Now that we've touched on each of the components of a 1-dimensional electrodynamic PIC method, let's try to move our model into a full multidimensional one. The main difficulty in moving from 1D to 2D/3D is the increased variety of waves present in the solution.

### Field Equations

The EM fields must be solved for the full Maxwell's equations, not just Poisson's equation, in order to capture the full dynamics.

{{< katex display >}}
\pdv{\vec E}{t} = c \curl \vec B - \vec j
{{< /katex >}}

{{< katex display >}}
\pdv{B}{t} = - c \curl \vec E
{{< /katex >}}

Again, we'll use our leapfrog algorithm to advance in time, with \\( \vec j \\) determined by the particle velocities, \\( \vec v_i \\) at \\( n + 1/2 \\).

{{< katex display >}}
\frac{\vec E ^{n+1} - \vec E^n}{\Delta t} = c \curl \vec B ^{n + 1/2} - \vec j ^{n+1/2}
{{< /katex >}}

We need to know the magnetic field at a different time step than the particle positions / electric field, so we'll have to keep that in mind.

{{< katex display >}}
\frac{\vec B^{n + 1/2} - \vec B^{n - 1/2}}{\Delta t} = - c \curl \vec E^n
{{< /katex >}}

When we compute spatial derivatives like \\( \curl \vec A \\), they must also be centered.

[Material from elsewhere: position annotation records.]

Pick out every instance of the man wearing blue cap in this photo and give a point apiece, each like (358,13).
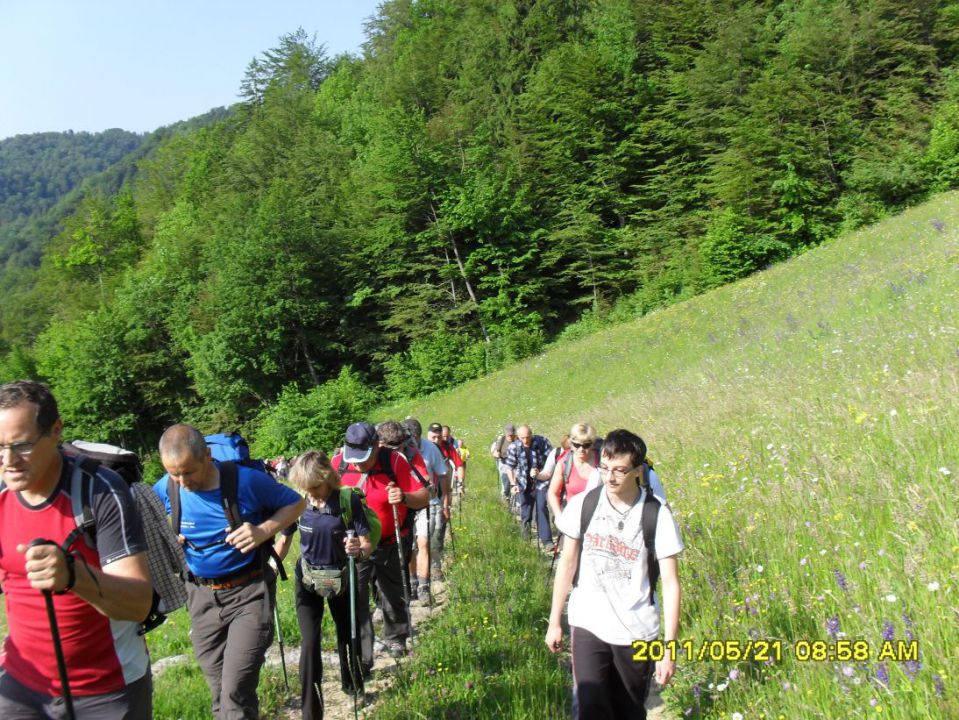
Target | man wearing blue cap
(387,480)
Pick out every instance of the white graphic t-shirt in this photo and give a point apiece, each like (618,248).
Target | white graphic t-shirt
(612,597)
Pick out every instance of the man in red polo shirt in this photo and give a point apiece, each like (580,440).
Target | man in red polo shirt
(387,480)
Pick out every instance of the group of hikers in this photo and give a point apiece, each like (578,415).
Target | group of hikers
(83,579)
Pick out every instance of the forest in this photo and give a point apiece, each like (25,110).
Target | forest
(488,177)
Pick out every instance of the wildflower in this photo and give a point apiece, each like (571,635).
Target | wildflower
(841,580)
(832,626)
(882,674)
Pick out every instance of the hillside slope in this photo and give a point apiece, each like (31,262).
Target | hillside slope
(805,426)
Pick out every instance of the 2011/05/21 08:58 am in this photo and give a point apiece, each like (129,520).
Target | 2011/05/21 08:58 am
(773,650)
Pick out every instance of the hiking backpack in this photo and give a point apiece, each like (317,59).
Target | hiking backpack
(651,506)
(229,490)
(372,519)
(231,447)
(164,553)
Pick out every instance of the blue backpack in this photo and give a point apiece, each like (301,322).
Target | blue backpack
(231,447)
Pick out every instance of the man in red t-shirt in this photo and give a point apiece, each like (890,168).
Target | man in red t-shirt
(100,594)
(388,482)
(435,435)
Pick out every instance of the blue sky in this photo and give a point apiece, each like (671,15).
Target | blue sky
(98,64)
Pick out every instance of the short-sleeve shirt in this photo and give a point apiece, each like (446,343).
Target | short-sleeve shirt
(322,530)
(102,655)
(612,599)
(203,521)
(376,486)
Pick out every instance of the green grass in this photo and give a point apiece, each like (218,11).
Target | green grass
(805,425)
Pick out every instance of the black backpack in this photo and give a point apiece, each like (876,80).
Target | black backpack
(164,553)
(650,519)
(229,488)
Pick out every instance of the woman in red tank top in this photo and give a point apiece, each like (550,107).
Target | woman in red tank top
(573,468)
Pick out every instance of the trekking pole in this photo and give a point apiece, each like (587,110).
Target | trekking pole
(279,637)
(353,657)
(403,573)
(57,645)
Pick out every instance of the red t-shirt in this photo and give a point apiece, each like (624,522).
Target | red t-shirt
(376,487)
(450,453)
(102,656)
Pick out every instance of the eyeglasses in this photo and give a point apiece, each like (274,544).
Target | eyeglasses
(22,449)
(618,473)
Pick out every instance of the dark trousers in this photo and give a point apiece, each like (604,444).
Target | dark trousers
(309,615)
(231,631)
(607,682)
(384,565)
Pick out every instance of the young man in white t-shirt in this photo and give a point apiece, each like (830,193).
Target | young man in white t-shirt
(612,604)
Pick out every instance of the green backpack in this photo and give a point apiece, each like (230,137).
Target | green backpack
(346,512)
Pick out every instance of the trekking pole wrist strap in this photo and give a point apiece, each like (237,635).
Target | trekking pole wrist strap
(71,573)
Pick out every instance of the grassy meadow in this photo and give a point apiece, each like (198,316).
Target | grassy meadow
(805,425)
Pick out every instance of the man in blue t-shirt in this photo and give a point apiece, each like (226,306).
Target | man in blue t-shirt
(231,591)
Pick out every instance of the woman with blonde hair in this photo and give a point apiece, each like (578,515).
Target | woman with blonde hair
(322,573)
(574,468)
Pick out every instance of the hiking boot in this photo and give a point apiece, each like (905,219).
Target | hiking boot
(396,648)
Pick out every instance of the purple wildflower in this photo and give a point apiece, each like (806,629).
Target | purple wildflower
(882,674)
(832,626)
(841,580)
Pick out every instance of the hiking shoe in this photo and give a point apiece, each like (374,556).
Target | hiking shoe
(396,648)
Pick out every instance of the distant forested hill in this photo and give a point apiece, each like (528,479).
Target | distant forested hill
(486,174)
(37,171)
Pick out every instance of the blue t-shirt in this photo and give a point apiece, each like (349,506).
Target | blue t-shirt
(202,520)
(322,531)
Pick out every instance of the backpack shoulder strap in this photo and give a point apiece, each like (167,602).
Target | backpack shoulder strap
(81,490)
(173,494)
(650,518)
(346,505)
(589,508)
(385,461)
(228,494)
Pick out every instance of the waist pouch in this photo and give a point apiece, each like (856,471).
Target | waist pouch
(326,582)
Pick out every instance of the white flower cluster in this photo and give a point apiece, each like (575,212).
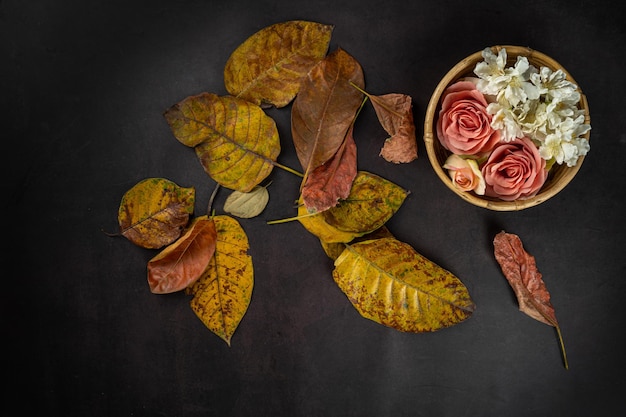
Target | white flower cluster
(538,103)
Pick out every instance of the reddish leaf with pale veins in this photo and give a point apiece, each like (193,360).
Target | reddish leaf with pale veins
(520,269)
(330,182)
(395,114)
(183,262)
(325,108)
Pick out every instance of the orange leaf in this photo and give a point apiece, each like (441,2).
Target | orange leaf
(330,182)
(395,114)
(183,262)
(520,270)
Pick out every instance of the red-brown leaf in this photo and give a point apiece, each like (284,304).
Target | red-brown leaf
(395,115)
(330,182)
(325,108)
(183,262)
(520,269)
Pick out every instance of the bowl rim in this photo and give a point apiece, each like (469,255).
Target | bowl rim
(465,66)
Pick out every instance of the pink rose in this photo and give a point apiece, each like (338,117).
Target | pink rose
(514,170)
(464,126)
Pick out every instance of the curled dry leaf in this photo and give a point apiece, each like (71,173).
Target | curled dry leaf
(387,281)
(222,294)
(268,67)
(371,203)
(520,270)
(395,114)
(247,205)
(236,142)
(154,212)
(182,263)
(331,182)
(325,108)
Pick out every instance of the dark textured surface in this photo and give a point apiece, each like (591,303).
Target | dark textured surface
(83,89)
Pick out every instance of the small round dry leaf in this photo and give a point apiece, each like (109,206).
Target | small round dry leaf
(247,205)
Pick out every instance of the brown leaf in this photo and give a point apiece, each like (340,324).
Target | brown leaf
(330,182)
(520,270)
(269,66)
(395,114)
(183,262)
(325,108)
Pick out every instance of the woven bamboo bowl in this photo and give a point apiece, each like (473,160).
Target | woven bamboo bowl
(560,175)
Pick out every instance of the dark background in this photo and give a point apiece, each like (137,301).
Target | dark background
(84,85)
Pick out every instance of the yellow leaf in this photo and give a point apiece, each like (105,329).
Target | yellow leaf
(267,68)
(371,202)
(154,212)
(235,141)
(222,294)
(387,281)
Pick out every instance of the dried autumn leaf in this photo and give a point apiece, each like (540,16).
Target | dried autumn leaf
(325,108)
(315,224)
(154,212)
(330,182)
(395,114)
(236,142)
(247,205)
(387,281)
(182,263)
(520,270)
(372,201)
(222,294)
(268,67)
(334,249)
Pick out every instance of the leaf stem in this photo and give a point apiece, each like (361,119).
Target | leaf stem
(558,332)
(213,194)
(290,219)
(286,168)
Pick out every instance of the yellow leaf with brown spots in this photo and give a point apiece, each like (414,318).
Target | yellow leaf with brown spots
(222,294)
(154,212)
(235,141)
(268,67)
(389,282)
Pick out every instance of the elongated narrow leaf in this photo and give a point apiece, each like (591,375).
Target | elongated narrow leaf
(372,201)
(222,294)
(183,262)
(268,67)
(332,181)
(325,108)
(387,281)
(154,212)
(520,269)
(236,142)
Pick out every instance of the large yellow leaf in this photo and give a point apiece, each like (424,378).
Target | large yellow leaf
(389,282)
(236,142)
(268,67)
(222,294)
(154,212)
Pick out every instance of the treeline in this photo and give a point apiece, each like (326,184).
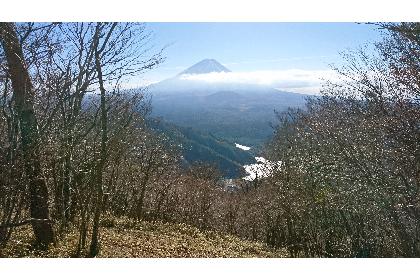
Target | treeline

In 2D the curl is

{{< katex display >}}
\text{2D} \quad \curl \vec A = \vu x \pdv{A_z}{y} + \vu y \left( - \pdv{A_z}{x} \right) + \vu z \left( \pdv{A_y}{x} - \pdv{A_x}{y} \right)
{{< /katex >}}

In a naive implementation, we could simply calculate these spatial derivatives using finite differences placed at the cell vertices. This would give us estimates of the derivatives at the midpoints between the cells. But we need those derivatives at the cell vertices to determine \\( \vec E \\) and \\( \vec B \\), so we would have to perform some averaging. This means that splitting the curl operator to different locations reduces overall accuracy.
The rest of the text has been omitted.